Так, после смерти моих родителей я искал человека на Ваганьковском кладбище, который взялся бы убирать их могилу. Мне указали на женщину — жену одного из сторожей. Я направился в ее маленькую, уютную, чистенькую квартирку. Как только я упомянул фамилию своих родителей, женщина всплеснула руками:
— Да я бесплатно буду убирать могилу ваших родителей. Ведь я всем обязана вашему дедушке. Мой отец-то у него на заводе служил, да умер. За ним следом умерла и мать. Осталась я одна-одинешенька пяти лет от роду. Ваш дедушка и кормил меня со старухой бабкой, и одевал, и образование мне дал, и на службу потом определил, и не знала я всей нужды сиротства…
Должен сказать, что мне зачастую приходилось должать за уборку могилы но нескольку месяцев, но это ничуть не смущало женщину, которая соблюдала свое слово и продолжала упорно следить за чистотой и порядком места успокоения моих стариков. Во время первой мировой войны, когда дивиденды пайщиков завода непомерно возросли, правление постановило уделить значительную сумму доходов рабочим, выдав им премиальные. Размеры выдачи зависели от стажа, и некоторые старики получили довольно крупные суммы денег. Было это сделано безо всякой инициативы деда, который тогда, из-за преклонности лет, в значительной степени отошел от дел. Все же рабочие на фабриках упорно твердили, что это мероприятие было осуществлено, потому что «старик приказал!».

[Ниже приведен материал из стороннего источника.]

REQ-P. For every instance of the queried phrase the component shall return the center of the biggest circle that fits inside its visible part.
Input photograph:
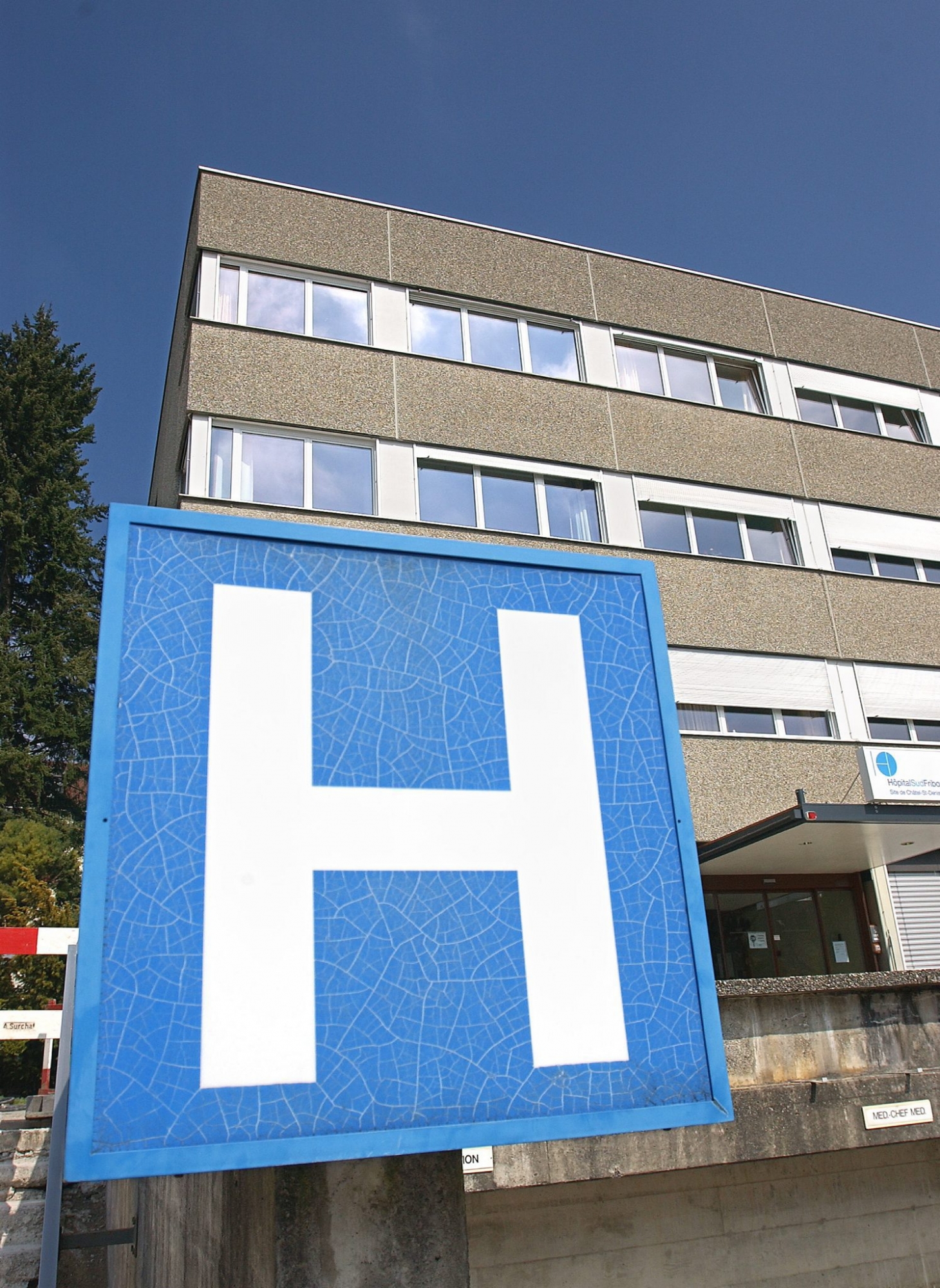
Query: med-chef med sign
(390, 851)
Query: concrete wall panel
(782, 1037)
(490, 266)
(866, 1220)
(759, 777)
(657, 436)
(830, 337)
(929, 342)
(495, 412)
(287, 226)
(887, 621)
(726, 605)
(858, 469)
(173, 413)
(669, 302)
(290, 381)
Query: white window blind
(750, 681)
(916, 901)
(665, 493)
(880, 533)
(854, 387)
(899, 691)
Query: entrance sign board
(899, 773)
(390, 851)
(902, 1113)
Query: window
(444, 330)
(572, 509)
(863, 418)
(272, 471)
(446, 494)
(436, 333)
(755, 722)
(653, 369)
(762, 928)
(299, 306)
(901, 730)
(342, 478)
(283, 469)
(276, 303)
(475, 497)
(509, 503)
(341, 314)
(885, 566)
(718, 534)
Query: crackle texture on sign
(422, 1010)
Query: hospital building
(777, 459)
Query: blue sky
(793, 145)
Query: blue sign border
(82, 1161)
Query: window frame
(691, 511)
(308, 439)
(539, 472)
(523, 319)
(780, 732)
(916, 414)
(911, 722)
(919, 562)
(297, 275)
(695, 351)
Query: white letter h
(268, 830)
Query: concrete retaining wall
(867, 1219)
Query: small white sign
(905, 1113)
(901, 773)
(480, 1160)
(16, 1026)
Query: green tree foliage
(50, 569)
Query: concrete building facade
(777, 458)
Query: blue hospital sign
(390, 851)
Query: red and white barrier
(17, 1026)
(37, 941)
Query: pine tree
(51, 570)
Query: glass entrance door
(786, 927)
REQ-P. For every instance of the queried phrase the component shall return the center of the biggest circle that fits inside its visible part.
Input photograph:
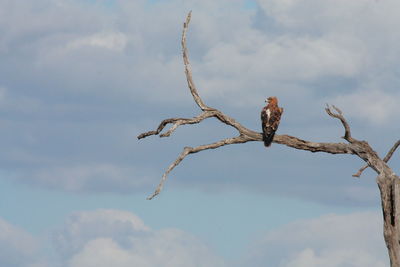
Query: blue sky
(79, 80)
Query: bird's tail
(268, 139)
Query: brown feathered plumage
(270, 118)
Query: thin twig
(190, 150)
(188, 71)
(245, 134)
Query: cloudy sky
(80, 79)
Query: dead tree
(388, 182)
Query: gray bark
(388, 182)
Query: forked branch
(245, 134)
(385, 159)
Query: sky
(80, 79)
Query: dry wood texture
(388, 181)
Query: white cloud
(117, 238)
(373, 106)
(17, 247)
(99, 177)
(112, 41)
(331, 240)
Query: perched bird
(270, 118)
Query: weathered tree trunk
(388, 181)
(389, 186)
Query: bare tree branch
(339, 115)
(385, 159)
(245, 134)
(388, 182)
(188, 71)
(190, 150)
(391, 151)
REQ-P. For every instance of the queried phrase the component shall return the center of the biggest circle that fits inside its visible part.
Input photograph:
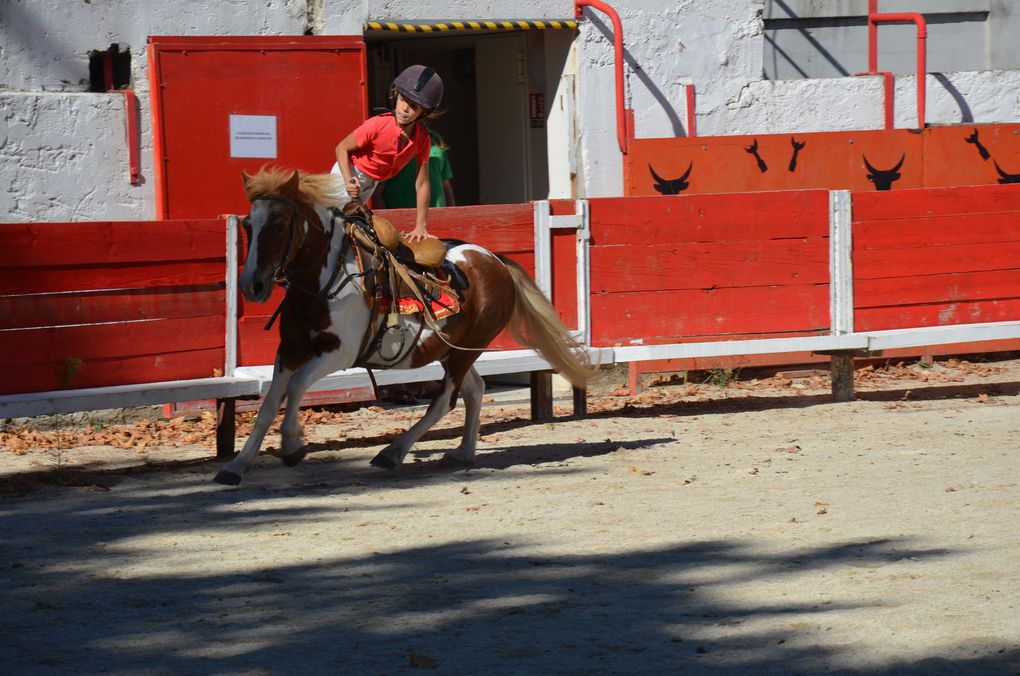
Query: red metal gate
(222, 104)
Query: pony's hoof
(293, 459)
(384, 462)
(226, 478)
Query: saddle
(428, 253)
(411, 276)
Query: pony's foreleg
(442, 404)
(233, 471)
(472, 391)
(292, 446)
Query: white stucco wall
(64, 157)
(63, 153)
(718, 46)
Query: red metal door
(222, 104)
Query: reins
(284, 275)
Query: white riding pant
(367, 184)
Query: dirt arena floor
(706, 526)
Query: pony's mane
(324, 189)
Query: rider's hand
(418, 233)
(353, 188)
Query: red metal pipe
(621, 125)
(131, 112)
(874, 18)
(692, 120)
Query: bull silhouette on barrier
(671, 186)
(883, 178)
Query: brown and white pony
(326, 320)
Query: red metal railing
(622, 136)
(874, 18)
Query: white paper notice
(253, 136)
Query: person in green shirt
(398, 192)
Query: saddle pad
(445, 306)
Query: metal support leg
(542, 395)
(580, 402)
(843, 377)
(225, 428)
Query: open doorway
(496, 86)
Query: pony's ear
(292, 185)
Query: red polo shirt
(377, 142)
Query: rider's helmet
(420, 85)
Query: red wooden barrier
(709, 266)
(947, 156)
(936, 257)
(87, 305)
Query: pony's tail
(536, 324)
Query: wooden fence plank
(114, 371)
(936, 314)
(80, 244)
(924, 230)
(133, 275)
(709, 217)
(706, 265)
(889, 205)
(107, 306)
(681, 315)
(90, 342)
(936, 289)
(887, 263)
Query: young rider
(384, 144)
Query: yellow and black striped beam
(450, 27)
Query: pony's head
(277, 223)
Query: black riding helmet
(420, 85)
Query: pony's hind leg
(233, 471)
(442, 404)
(471, 391)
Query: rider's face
(406, 111)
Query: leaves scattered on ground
(389, 422)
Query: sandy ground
(753, 528)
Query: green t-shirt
(398, 193)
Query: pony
(297, 237)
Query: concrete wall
(719, 46)
(63, 152)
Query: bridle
(284, 275)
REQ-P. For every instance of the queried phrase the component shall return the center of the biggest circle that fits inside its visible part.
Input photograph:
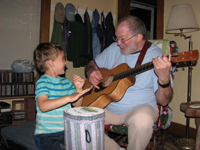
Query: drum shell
(84, 132)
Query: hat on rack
(59, 12)
(70, 12)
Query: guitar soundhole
(100, 85)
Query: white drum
(84, 128)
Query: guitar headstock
(185, 56)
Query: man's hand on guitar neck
(162, 67)
(93, 74)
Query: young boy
(54, 94)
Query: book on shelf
(5, 110)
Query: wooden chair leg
(197, 145)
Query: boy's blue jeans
(52, 141)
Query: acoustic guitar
(115, 82)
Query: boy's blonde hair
(44, 52)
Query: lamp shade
(182, 18)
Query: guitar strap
(142, 54)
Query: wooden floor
(169, 143)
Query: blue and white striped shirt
(52, 121)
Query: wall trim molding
(179, 130)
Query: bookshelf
(16, 85)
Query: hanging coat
(110, 30)
(87, 38)
(96, 46)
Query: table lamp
(182, 19)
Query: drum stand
(187, 143)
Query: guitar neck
(175, 58)
(134, 71)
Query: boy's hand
(78, 82)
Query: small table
(195, 113)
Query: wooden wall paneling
(124, 10)
(45, 20)
(160, 19)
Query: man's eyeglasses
(123, 40)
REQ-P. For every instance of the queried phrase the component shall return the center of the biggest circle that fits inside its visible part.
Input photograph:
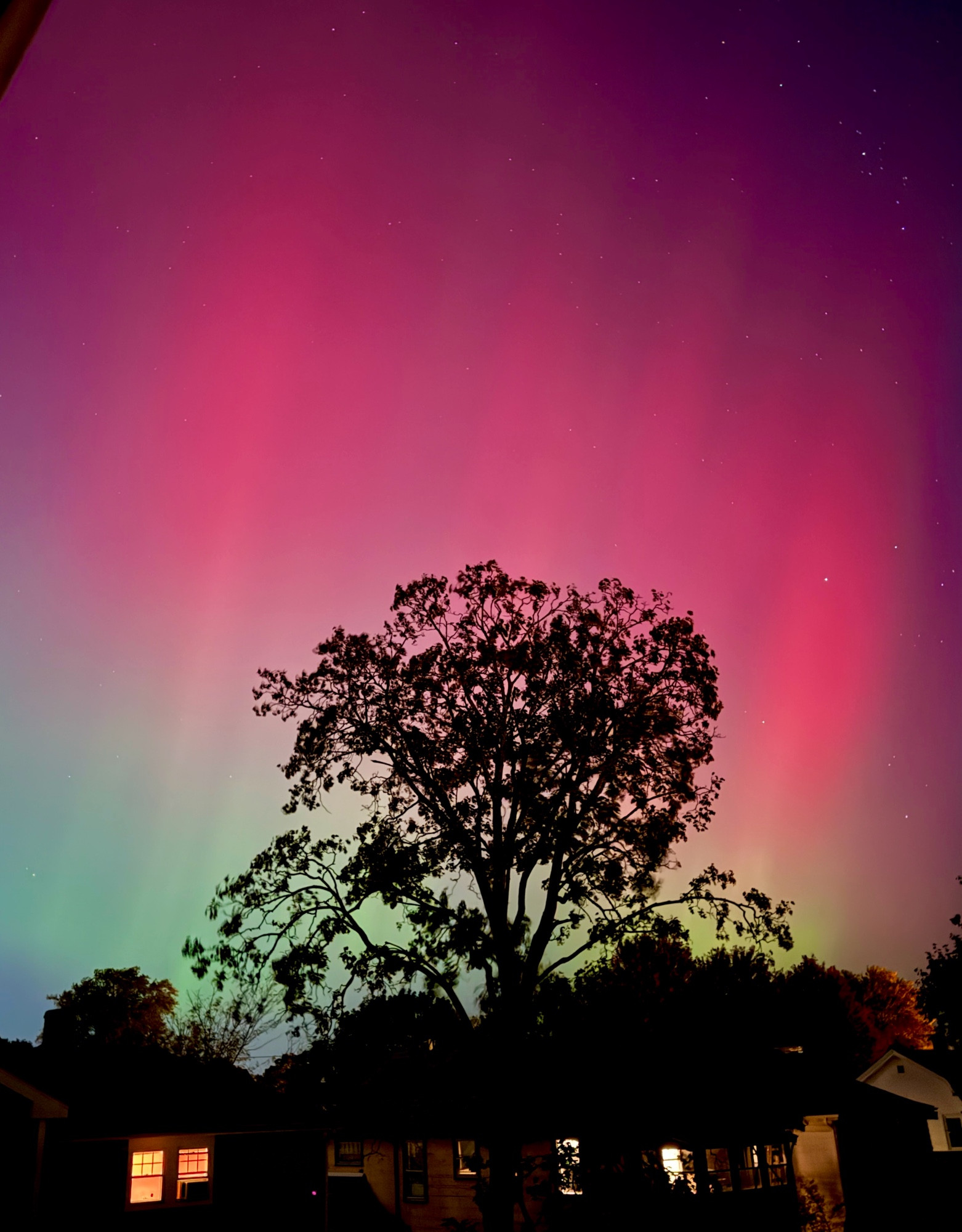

Эта добрая слава, которая была заложена братьями и осеняла их детей в значительной степени, сказалась на судьбе Бахрушиных после Октябрьской революции. Будучи одними из крупнейших русских дореволюционных капиталистов, мы сравнительно не подвергались никаким репрессиям, так как всюду встречались люди, в особенности среди рабочих, готовые замолвить доброе слово за носителей нашей фамилии.
На фабрике во времена дедов царили нравы патриархальные, отголоски которых застал еще я. Они имели, конечно, свои положительные и отрицательные стороны. Хозяева смотрели на фабрику со всем ее живым и мертвым инвентарем как на свою неотъемлемую собственность, главная задача которой — обслуживать их нужды. Поэтому почти весь состав прислуги хозяев комплектовался из числа фабричных рабочих, таким же путем назначались старосты и управляющие в постепенно приобретенные имения и усадьбы. При весенних переездах из города в деревню было принято безотказно пользоваться гужевым транспортом фабрики. Когда по дому случались какие-либо неполадки, то немедленно посылалось на фабрику за Сережей-кровельщиком, за Ваней-монтером или Сеней-штукату-ром, которые мигом устраняли дефекты в домохозяйстве. Делали они это, конечно, в урочное время, и расчеты с ними производились какими-то сложными перечислениями. Мой отец, приняв на себя директорство над фабрикой, начал было решительно бороться с этим порядком, но встретил такой дружный отпор и со стороны эксплуататоров, и со стороны эксплуатируемых, что принужден был отказаться от всякой борьбы, капитулировать и следовать в этом отношении примеру остальных. Впрочем, он всегда недовольно ворчал даже в тех случаях, когда в нашем доме появлялся рабочий, вызванный с фабрики но его же распоряжению. Все это вместе с тем создавало и атмосферу какой-то семейственной близости между хозяевами и рабочими. Люди ближе узнавали друг друга. Рабочие работали на фабрике поколениями. Когда старики дряхлели, их определяли к кому-либо из хозяев на тихую должность, на покой. В детстве помню у нас старшего дворника, дядю Михея. Его главной и единственной обязанностью было по праздничным дням надевать чистый фартук с медной бляхой и стоять у ворот, под охраной Мухтара и Мушки, его вечных спутников. Да, в общем, он ни к чему другому и пригоден не был, так как фактически уже мышей не давил, но пользовался неизменным почетом и уважением с присовокуплением крупного, но сравнению с остальными, жалованья, просто за то, что он служил на фабрике «еще при дедушке Алексее Федоровиче».